Sexta-feira, Outubro 15, 2010

Mais um "trem da bala" em SP?

Já faz algum tempo que escrevi o artigo sobre o trem-bala. Na época fui uma voz isolada, e a imprensa/blogosfera chapa-branca defende esta obra com unhas e dentes. Mas devagarinho começam a despontar mais e mais pessoas enxergando que o trem-bala é uma obra cara, eleitoreira e com pouco "bang for the buck", cujo dinheiro seria mais bem investido em trens metropolitanos.

Agora a Prefeitura de São Paulo resolveu embarcar numa canoa furada do mesmo gênero: o tal do monotrilho.

Monotrilho é, obviamente, um "trem de um trilho só". Salvo implementações malucas (como a que equilibrava os vagões com giroscópios sobre um trilho comum), o "trilho" do monotrilho é normalmente muito largo e alto, e o trem "abraça" este trilho para se equilibrar.
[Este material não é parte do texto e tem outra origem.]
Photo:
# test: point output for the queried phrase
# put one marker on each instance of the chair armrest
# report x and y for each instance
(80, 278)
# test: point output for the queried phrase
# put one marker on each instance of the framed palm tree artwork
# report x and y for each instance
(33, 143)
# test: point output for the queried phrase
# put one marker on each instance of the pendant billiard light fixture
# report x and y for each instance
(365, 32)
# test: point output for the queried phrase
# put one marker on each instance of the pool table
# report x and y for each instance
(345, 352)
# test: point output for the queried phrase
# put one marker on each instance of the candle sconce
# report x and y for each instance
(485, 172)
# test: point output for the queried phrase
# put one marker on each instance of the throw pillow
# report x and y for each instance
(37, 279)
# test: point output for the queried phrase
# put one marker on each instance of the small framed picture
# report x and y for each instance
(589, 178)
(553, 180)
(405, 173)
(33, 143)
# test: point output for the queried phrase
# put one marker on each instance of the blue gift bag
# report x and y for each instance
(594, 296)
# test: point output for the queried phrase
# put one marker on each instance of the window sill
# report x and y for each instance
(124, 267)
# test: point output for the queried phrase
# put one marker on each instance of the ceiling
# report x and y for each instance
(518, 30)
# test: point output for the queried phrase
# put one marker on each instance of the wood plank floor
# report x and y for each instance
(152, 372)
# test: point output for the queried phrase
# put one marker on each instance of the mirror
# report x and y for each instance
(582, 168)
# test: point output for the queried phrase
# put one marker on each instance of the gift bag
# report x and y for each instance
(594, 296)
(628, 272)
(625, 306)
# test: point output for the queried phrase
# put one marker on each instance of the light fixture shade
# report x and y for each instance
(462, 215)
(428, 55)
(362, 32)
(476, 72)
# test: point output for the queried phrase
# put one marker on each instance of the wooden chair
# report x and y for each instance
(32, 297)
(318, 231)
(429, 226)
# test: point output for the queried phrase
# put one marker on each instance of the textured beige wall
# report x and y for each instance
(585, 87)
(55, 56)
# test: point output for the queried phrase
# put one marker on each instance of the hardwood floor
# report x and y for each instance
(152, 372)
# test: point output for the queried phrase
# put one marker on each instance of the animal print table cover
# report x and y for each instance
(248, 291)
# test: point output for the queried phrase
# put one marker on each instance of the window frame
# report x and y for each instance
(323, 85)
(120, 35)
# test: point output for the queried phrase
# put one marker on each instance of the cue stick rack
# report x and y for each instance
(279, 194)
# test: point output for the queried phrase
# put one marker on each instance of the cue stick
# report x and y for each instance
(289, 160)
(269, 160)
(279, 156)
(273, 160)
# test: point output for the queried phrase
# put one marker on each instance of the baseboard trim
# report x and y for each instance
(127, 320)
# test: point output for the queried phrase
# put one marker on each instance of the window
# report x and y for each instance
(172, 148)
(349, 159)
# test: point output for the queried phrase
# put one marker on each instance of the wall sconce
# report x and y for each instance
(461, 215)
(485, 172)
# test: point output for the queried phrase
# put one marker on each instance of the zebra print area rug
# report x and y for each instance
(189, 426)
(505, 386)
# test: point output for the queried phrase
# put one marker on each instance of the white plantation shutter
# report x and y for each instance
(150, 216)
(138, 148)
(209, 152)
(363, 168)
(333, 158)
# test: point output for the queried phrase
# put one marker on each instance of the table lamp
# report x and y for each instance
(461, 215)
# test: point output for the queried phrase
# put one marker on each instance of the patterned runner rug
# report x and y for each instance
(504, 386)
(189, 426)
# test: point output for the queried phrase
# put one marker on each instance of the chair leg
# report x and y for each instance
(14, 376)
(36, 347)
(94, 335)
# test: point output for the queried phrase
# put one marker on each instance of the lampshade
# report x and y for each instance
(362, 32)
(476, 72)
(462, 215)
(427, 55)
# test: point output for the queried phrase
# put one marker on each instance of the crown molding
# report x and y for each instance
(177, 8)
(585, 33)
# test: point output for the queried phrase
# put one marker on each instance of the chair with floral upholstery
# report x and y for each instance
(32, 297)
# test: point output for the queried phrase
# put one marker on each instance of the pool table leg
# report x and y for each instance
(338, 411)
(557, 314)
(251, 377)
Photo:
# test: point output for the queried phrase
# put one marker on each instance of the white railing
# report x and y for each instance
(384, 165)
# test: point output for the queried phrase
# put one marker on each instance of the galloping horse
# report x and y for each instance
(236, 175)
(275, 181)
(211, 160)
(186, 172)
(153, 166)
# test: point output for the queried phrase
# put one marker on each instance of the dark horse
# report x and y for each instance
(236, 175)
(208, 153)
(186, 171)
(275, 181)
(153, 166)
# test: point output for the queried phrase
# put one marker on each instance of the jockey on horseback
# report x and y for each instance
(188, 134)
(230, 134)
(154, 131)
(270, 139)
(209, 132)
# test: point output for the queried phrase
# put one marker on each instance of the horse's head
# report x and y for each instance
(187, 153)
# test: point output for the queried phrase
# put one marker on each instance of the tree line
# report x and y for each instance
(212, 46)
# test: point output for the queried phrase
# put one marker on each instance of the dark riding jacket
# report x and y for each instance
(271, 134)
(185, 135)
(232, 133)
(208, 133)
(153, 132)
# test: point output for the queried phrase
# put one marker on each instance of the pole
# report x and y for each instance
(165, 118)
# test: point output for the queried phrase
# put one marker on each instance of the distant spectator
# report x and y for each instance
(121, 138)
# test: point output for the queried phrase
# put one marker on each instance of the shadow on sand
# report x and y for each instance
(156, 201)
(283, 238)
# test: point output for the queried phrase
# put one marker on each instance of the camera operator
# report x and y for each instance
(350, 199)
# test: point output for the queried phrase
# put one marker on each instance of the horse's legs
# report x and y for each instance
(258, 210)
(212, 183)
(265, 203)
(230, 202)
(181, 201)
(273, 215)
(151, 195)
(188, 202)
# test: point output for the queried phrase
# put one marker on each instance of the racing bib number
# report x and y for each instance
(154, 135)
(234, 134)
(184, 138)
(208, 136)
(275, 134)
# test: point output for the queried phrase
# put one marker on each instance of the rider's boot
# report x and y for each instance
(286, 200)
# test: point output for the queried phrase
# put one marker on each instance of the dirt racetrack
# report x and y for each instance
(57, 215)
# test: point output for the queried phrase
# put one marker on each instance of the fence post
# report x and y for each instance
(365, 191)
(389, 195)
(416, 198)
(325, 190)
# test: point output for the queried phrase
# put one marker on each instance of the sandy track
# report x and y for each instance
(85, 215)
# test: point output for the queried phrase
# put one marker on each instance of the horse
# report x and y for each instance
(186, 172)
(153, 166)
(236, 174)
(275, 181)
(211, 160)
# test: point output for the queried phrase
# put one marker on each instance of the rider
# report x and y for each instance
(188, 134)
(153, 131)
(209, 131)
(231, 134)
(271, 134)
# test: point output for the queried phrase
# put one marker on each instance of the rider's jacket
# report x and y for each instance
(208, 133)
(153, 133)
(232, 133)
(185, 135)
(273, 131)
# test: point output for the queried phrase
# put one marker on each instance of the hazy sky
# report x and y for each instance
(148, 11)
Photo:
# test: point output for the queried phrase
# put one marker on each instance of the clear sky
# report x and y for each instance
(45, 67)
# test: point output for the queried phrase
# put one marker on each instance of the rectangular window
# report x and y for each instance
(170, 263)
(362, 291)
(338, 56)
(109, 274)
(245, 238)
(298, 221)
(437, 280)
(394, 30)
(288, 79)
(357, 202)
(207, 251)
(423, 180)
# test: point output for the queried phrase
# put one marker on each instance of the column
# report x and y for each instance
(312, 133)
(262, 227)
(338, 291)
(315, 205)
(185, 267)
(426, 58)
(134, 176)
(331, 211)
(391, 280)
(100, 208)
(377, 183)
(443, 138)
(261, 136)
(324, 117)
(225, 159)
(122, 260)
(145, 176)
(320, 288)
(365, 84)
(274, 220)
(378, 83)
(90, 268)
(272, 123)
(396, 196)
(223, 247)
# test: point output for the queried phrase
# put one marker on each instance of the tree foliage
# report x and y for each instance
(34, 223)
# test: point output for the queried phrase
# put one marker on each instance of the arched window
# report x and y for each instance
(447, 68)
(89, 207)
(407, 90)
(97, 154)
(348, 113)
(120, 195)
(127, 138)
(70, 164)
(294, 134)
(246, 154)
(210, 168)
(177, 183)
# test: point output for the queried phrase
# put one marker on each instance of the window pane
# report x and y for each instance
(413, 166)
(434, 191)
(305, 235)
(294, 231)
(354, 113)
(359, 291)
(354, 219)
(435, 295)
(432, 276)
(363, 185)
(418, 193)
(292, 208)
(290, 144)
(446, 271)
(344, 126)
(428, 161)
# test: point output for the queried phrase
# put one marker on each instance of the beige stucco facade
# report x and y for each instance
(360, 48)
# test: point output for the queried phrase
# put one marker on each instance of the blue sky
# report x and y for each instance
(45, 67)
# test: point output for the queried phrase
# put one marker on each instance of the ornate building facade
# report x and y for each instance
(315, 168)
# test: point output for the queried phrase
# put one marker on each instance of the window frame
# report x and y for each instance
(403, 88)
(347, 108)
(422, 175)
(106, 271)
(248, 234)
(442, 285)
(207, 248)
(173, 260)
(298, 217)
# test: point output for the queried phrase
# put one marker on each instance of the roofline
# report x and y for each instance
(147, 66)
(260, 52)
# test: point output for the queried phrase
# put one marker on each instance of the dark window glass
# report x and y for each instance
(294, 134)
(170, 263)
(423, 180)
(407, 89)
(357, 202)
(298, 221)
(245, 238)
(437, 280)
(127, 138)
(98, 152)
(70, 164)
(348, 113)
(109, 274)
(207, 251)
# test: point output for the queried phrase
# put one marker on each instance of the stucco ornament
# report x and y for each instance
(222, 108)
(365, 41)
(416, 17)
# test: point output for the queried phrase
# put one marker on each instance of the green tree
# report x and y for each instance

O monotrilho tem três características atraentes: é bonitinho, mais barato de construir que uma ferrovia normal, e é particularmente fácil fazê-lo elevado. A maioria dos monotrilhos existentes no mundo são de fato elevados. Por ser bonitinho e vistoso, com um ar mais modernoso que um veículo sobre trilhos convencionais, muitos dos monotrilhos estão em parques de diversões.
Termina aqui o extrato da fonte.